Read All About It: The History of International News
Written by: Jonathan Silberstein-Loeb
How the Distribution of News Works
Jonathan Silberstein-Loeb, the author of The International Distribution of News, explains the origins of our news associations, the concept of news as property, and how modern technology is changing the newsman's business model.
Contracts not copyright. That is a key lesson from the history of the international distribution of news. To protect the value of news reports in the absence of a secure property right, news providers devised contractual mechanisms for retaining exclusive control over their news reports. The way in which these contractual mechanisms developed to protect business interests provides important insights for information providers and policy makers attempting to grapple with the Internet.
News loses its value as soon as it is published. To protect the value of news, newspapers established associations, such as the Press Association in England and the Associated Press (AP) in the United States. The associations were more than clearinghouses for news. They were contractual mechanisms for controlling access to information. By restricting access to their news reports, these organizations generated value through exclusivity. Cooperation and exclusivity worked symbiotically. The major news agencies and associations of the nineteenth and twentieth centuries also cooperated internationally. The AP, Havas in France, Reuters in England, and Wolff in Germany relied on cartel agreements to generate value in the news reports they sold overseas.
To entice news providers to cooperate, contracts were devised to spread the costs of gathering the news and to control its exclusive value. These two attributes of cooperation were constantly in tension. If cooperation was expanded, the cost of newsgathering to each news provider declined; conversely, increasing the scope of cooperation decreased the exclusive value ascribed to the news reports cooperation generated. The continuous struggle to balance these competing incentives in the face of changes in technology, market dynamics, and regulation was central to the history of news collection and distribution.
Mechanisms for cooperation and exclusion clashed with state-based rules respecting competition policy, the limits of freedom of contract, and the social value ascribed to news as a tool of democracy. In the United States, state and federal law determined the extent to which different forms of organization for the collection and distribution of news were viable. In the United Kingdom, although news organizations were ostensibly free from regulation, the nationalization of telegraphy and radio determined the shape of the market.
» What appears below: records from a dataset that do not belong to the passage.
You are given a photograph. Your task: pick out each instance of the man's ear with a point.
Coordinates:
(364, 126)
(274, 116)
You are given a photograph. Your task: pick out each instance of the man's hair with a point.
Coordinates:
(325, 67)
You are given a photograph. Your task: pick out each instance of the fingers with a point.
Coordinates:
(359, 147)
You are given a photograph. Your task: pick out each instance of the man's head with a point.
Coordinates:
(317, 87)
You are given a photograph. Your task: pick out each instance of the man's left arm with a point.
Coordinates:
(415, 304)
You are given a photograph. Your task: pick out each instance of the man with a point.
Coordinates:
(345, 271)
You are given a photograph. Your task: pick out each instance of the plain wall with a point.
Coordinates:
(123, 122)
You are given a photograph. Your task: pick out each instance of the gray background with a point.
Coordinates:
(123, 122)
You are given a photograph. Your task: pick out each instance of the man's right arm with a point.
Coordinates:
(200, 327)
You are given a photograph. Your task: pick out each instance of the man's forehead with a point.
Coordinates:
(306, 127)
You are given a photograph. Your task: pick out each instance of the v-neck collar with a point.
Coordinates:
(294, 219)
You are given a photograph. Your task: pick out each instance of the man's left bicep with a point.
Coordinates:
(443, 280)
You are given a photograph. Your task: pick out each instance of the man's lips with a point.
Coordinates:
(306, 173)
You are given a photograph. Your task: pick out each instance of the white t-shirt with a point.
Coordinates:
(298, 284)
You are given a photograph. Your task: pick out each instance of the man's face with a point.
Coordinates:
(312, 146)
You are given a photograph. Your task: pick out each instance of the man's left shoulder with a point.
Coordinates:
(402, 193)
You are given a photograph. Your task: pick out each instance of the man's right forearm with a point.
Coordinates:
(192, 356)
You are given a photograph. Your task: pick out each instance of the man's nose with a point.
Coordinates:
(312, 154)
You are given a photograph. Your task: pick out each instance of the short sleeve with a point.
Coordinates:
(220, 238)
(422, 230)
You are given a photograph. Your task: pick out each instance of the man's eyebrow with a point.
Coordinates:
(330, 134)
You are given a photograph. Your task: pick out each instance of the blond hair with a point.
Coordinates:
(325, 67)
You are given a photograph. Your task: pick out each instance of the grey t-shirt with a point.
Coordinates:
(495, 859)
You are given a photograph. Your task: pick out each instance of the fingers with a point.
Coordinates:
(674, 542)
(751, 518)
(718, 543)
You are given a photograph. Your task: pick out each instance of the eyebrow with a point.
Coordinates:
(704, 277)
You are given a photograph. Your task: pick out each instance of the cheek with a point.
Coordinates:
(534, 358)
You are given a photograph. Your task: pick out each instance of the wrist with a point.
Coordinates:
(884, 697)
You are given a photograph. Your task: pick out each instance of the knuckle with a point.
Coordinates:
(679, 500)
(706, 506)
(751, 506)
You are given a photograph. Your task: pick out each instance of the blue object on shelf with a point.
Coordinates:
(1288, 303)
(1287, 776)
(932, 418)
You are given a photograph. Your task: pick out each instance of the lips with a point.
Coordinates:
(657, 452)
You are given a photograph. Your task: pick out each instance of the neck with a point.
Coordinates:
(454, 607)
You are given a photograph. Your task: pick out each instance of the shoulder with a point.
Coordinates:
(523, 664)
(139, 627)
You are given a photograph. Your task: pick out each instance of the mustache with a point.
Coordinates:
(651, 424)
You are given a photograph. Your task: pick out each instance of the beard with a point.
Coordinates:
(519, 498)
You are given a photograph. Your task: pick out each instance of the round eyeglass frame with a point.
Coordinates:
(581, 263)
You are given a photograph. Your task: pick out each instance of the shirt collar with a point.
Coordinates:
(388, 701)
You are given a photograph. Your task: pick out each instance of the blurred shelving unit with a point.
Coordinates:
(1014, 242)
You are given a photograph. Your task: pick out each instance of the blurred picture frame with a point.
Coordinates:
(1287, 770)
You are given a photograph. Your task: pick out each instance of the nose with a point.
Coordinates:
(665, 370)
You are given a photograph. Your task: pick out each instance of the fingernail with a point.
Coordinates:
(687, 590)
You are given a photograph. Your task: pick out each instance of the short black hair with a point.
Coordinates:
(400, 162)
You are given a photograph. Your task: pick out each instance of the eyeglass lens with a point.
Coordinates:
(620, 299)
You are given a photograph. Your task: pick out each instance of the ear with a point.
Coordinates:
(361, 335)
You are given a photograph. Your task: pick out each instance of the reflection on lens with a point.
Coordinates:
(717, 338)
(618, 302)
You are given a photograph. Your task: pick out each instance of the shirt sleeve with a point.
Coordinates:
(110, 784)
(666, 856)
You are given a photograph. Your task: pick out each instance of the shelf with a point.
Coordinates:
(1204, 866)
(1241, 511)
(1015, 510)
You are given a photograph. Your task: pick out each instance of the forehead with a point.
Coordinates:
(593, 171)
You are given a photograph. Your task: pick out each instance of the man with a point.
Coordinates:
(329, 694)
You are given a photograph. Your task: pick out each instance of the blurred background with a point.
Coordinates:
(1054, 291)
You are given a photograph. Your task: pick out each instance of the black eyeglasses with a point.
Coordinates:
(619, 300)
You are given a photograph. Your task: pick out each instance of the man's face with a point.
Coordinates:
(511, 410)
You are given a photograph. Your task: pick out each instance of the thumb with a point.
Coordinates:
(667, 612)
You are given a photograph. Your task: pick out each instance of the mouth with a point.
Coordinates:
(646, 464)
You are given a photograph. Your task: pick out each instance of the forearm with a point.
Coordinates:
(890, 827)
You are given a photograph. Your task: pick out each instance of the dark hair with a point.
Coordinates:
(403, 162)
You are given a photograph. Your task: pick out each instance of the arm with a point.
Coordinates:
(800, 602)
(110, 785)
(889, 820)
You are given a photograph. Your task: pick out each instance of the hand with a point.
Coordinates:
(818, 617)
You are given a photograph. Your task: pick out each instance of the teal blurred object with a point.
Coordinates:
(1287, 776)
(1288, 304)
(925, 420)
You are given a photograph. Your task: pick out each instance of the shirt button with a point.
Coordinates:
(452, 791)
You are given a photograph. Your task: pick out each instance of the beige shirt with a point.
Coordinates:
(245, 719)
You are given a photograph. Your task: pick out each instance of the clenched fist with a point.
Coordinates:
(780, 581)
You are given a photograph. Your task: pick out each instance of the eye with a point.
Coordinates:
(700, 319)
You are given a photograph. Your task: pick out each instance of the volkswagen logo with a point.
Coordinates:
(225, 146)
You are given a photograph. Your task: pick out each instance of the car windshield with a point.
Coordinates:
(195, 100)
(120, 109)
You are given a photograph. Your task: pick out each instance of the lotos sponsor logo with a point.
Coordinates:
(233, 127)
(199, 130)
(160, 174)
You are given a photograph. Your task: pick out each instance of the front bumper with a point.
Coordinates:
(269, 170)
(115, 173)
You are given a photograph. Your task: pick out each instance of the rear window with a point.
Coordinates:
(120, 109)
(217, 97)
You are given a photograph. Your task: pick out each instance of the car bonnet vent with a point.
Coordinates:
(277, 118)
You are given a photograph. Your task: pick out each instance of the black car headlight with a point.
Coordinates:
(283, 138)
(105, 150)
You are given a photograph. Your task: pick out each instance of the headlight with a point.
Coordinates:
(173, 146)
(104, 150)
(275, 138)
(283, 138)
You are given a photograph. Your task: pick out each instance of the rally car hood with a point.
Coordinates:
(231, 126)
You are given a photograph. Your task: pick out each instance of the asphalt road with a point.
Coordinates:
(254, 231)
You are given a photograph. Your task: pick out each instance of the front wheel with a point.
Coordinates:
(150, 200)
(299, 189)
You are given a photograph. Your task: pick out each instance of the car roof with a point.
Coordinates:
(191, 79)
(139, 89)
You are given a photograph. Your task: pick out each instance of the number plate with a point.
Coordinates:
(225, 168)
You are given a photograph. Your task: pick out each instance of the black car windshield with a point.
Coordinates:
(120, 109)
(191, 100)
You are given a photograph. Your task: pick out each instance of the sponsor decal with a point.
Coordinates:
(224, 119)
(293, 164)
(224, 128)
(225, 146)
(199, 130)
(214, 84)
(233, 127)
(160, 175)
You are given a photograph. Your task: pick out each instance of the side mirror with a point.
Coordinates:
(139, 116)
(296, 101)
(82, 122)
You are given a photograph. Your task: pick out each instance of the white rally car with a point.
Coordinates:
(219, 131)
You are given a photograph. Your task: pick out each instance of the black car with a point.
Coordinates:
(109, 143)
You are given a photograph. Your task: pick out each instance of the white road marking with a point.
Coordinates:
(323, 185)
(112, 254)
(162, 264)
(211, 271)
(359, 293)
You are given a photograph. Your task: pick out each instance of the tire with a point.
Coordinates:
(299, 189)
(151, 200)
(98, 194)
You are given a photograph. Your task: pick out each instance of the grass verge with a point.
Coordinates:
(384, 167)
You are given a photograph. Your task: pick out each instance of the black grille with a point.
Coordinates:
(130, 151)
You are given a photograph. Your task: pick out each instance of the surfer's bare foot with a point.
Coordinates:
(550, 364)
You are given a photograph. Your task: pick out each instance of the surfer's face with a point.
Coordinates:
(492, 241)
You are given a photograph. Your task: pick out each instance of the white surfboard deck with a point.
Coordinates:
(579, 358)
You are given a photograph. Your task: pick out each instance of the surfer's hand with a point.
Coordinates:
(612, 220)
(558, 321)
Domestic regulation constrained the national operation of news agencies and associations as well as the way in which they operated overseas. Throughout the British Empire, Reuters encountered the same difficulties it confronted operating in the British Isles. The so-called imperial news agency found it difficult to sell its news at a profit throughout the Empire. To compensate, Reuters was obliged to bring the newspapers of the colonies and dominions into closer cooperation with it. Likewise, American regulation shaped the way in which the AP gathered news abroad. Hamstrung by American court decisions, the AP found it problematic to continue cooperating closely with other international news organizations, such as Reuters.
This is a story about property told through the lens of business history. Although telecommunications technology, such as telegraphy, radio, television, and the Internet, are central to the history of the international distribution of news, no less important were the technology of contract and the ability of news providers to utilize contracts to secure the exclusive value of their news reports.
Today, content providers on the Internet would benefit from studying the advantages of cooperation and contract as a way in which to secure the value of their products online. Policymakers might also discover that cooperation, if regulated, need not be anticompetitive, but may be an effective way in which to encourage the supply of news and other content.